Near-Average Performers
Arizona ($366,200–$386,200): Fifty listings and above-average pay—a volume leader that actually compensates accordingly. Minnesota ($355,876–$416,593): Five listings with wide variance, but the average holds near national norms. Connecticut ($312,921–$366,467): Nine listings that track closely with the national midpoint. Washington ($315,185–$371,343): Five listings with salary data and compensation that mirrors the national average almost exactly. Colorado ($314,167–$360,000): Six listings, stable range, no surprises. Florida ($317,850–$348,475): Fifty-three listings and near-average pay—high volume, predictable comp. Indiana ($316,667–$366,667): Three listings with data, all landing near the national mean. Nevada ($315,093–$381,760): Three listings with enough variance to suggest market segmentation. Georgia ($350,000): One listing, right in the middle. Arkansas ($350,000): One listing, national average on the dot. Louisiana ($300,533–$323,300): One listing that barely clears $300,000. Hawaii ($325,000–$350,000): One listing in paradise, paying like the mainland. Massachusetts ($340,000–$384,500): Two listings that land slightly above average despite the Boston cost of living.
Underperformers
New Jersey ($283,040–$314,720): Fifteen listings with data, all paying below the national average—high cost of living, low compensation. Vermont ($276,667–$353,333): Three listings with the second-lowest floor in the dataset. New York ($295,273–$347,892): The volume leader with 126 listings, paying $20,000 below the national average on the low end. California ($308,760–$350,431): One hundred twenty-one listings and below-average pay—the West Coast premium does not apply here.

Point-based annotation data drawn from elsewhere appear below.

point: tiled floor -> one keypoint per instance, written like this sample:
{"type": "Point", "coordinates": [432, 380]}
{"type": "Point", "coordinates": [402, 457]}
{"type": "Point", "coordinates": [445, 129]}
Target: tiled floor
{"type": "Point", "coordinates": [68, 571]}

Maryland ($300,533–$323,300): Six listings, all clustering near $300,000 in one of the most expensive regions in the country. Michigan ($300,000–$350,000): Three listings, all underwhelming. Ohio ($329,286–$364,400): Seven listings with data, slightly below average despite relatively low cost of living. Illinois ($318,156–$359,031): Sixty-three listings and thirty-two with salary data—high volume, middling pay. Pennsylvania ($333,750–$352,500): Forty-five listings, four with data, all landing near but slightly below average.
Volume Leaders
New York leads with 126 listings. California follows with 121. Texas posts 78. North Carolina has 54. Florida has 53. Arizona has 50. Pennsylvania has 45. Indiana has 42. Wisconsin has 38. Washington has 37.
New York and California dominate on volume but underperform on compensation. Texas manages both high volume and high pay. Arizona does the same. Wisconsin, New Hampshire, and New Mexico post double-digit listings but zero salary transparency.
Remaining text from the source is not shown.